Fuchs was a freshman when she was pressured by a mutual friend’s roommate to pull a prank on their friend.

“I was at my buddy’s apartment after I left something in his room and his roommate was like, ‘I bet you $100 you can’t break down his door.'”

Fuchs did her best imitation of a hockey-style check on the door, which ended up breaking the lock and a piece of the frame to the door. The roommate then told Fuchs to hide his Xbox to make it look like someone had broken in and stolen the gaming system.

Unfortunately for Fuchs, her “friend” walked in two minutes later and was incensed to the point where he punched a hole in a nearby wall and called the campus police.
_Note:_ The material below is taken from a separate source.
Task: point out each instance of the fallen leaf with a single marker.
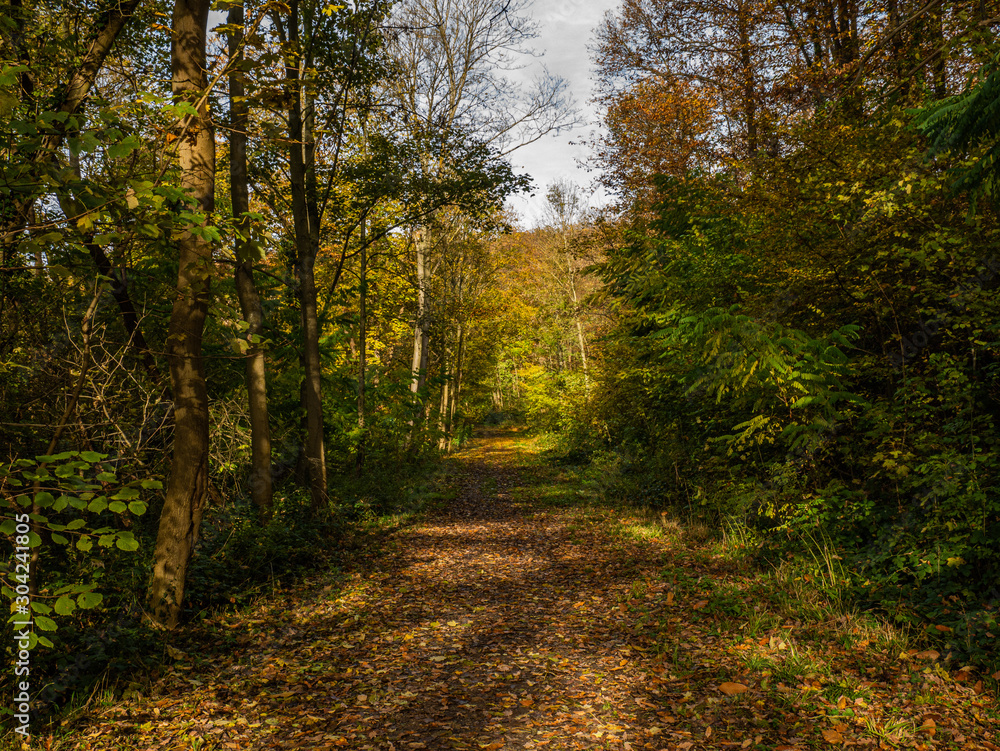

As a result, Fuchs received a misdemeanor summons and was expelled from the team.

Since she was a little girl, Fuchs had dreamt of winning a gold medal in the Olympics. Instead, she was enjoying the party life at LSU and submerging herself in liquor. But amid that transition, she met a boxer who introduced her to the Sweet Science.
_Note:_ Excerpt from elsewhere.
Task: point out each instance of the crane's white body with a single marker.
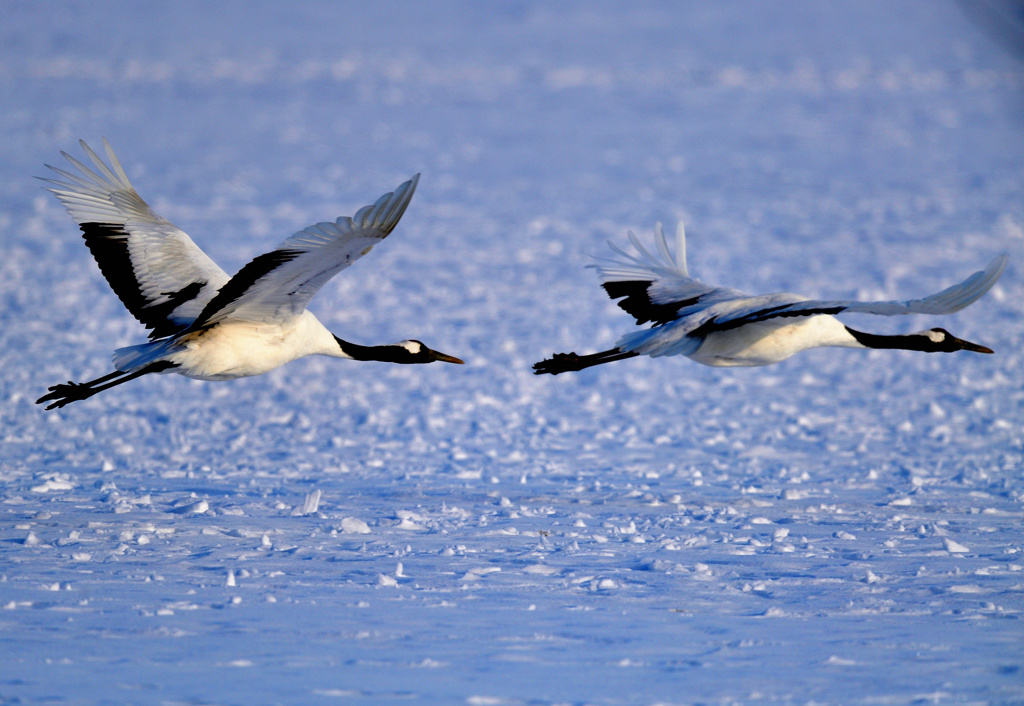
(235, 348)
(207, 325)
(770, 341)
“I was watching him train and I was like, ‘I want to try boxing. This looks like fun.'”

After her first couple of training sessions, the coach at her local gym saw potential in Fuchs.
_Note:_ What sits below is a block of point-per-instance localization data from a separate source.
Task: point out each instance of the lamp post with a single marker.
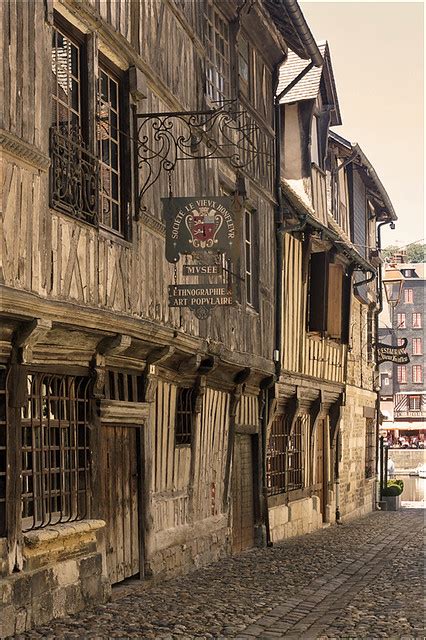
(392, 284)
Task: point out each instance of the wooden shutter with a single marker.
(318, 292)
(335, 296)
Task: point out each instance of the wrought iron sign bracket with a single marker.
(166, 138)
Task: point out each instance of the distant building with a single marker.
(402, 387)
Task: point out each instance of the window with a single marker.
(285, 457)
(217, 55)
(243, 65)
(86, 180)
(55, 450)
(408, 296)
(402, 374)
(401, 321)
(370, 448)
(314, 141)
(417, 347)
(3, 463)
(417, 373)
(417, 320)
(248, 249)
(414, 403)
(329, 298)
(185, 412)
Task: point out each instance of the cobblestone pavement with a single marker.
(363, 579)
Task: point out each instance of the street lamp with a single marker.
(392, 284)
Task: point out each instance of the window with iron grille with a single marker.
(86, 180)
(217, 55)
(285, 457)
(417, 347)
(3, 452)
(370, 448)
(408, 296)
(417, 320)
(55, 450)
(185, 415)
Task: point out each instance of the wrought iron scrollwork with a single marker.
(164, 139)
(74, 183)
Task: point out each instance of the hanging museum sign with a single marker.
(200, 225)
(396, 354)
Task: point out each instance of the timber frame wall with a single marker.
(80, 299)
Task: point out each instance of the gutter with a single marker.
(298, 20)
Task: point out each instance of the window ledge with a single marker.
(60, 531)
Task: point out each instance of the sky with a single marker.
(378, 63)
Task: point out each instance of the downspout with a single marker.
(378, 311)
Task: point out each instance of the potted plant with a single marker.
(391, 494)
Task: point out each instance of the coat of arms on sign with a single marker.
(201, 224)
(204, 225)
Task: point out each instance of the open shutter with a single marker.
(318, 292)
(335, 297)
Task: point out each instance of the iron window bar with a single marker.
(185, 411)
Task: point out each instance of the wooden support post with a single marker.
(17, 387)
“He wanted to help me get fights and to get my career started,” she explained. “Then in 2010, I went to my first tournament, which was the National Golden Gloves, where it was announced for the first time that the IOC (International Olympic Committee) was putting women’s boxing in the Olympics.”

At first she looked surprised, then her eyes lit up like two flames.

“Holy shit!” Fuchs exclaimed. “Here’s my way to the Olympics.”

Getting kicked off the LSU squad turned out to be a blessing in disguise for Fuchs.

“Even if I didn’t get kicked off the team, I wouldn’t have qualified for the Olympics,” she admitted. “I had talent but not to the Olympic standards.”

Virginia Fuchs. Photo courtesy of Virginia Fuchs on Instagram

Virginia Fuchs. Photo courtesy of Virginia Fuchs on Instagram

A naturally competitive person, Fuchs became fixated on winning at all costs and when she falls short, her game continues to evolve.

Fuchs later won three Louisiana State Golden Gloves championships and a national Golden Gloves championship in 2015. She also attempted to qualify for both the 2012 and 2016 Olympics but fell one spot short in her last attempt, finishing third at the American Qualifiers.

However the agony of defeat has only made Fuchs more motivated to capture the gold. After winning a bronze medal at the 2018 Women’s Elite World Championships in India, the 32-year-old was one step closer to the dream.

At the Olympic Trials last December, the 112-pound Fuchs outpointed Christina Cruz to clinch her spot for the World qualification event for the Tokyo Olympics, which are expected to take place in March 2021.

However it didn’t come without a scare. Fuchs had to overcome doping allegations after she tested positive for the substances letrozole and GW1516, which are banned hormone and metabolic modulators.

But USADA (United States Anti-Doping Agency) determined that Fuchs’ boyfriend had been taking the banned substances and the levels found in her system were consistent with recent exposure through intimate contact. As a result, the body ruled that Fuchs bore no fault or negligence for the adverse finding.

“It scared the shit out of me,” Fuchs said. “Luckily I found the source pretty fast. My case is pretty unique. There was only one other girl before me that had a similar case.”

Fuchs was also lucky not to lose out on her Olympic dreams altogether. The COVID-19 pandemic pushed the Games back until 2021, which allowed for USADA’s investigation into her doping allegations place and preserve her chances of accomplishing her dreams.

“The coronavirus sucks but it honestly saved me in a way,” she laughed. “It gave them the time to do the investigation and for me to get through with this.

“The investigation was pretty fast. It happened in March and I was cleared at the end of May. Everything worked out.”

Now Fuchs has her eyes set on the crown jewel.

“It’s all about winning,” Fuchs said. “I’m going to get through the Qualifiers and then get my gold in Tokyo.”

Fuchs, who has had around 150 amateur fights, holds three victories over flyweight contender Marlen Esparza (7-1, 1 knockouts), who won a bronze medal at the 2012 London Olympics.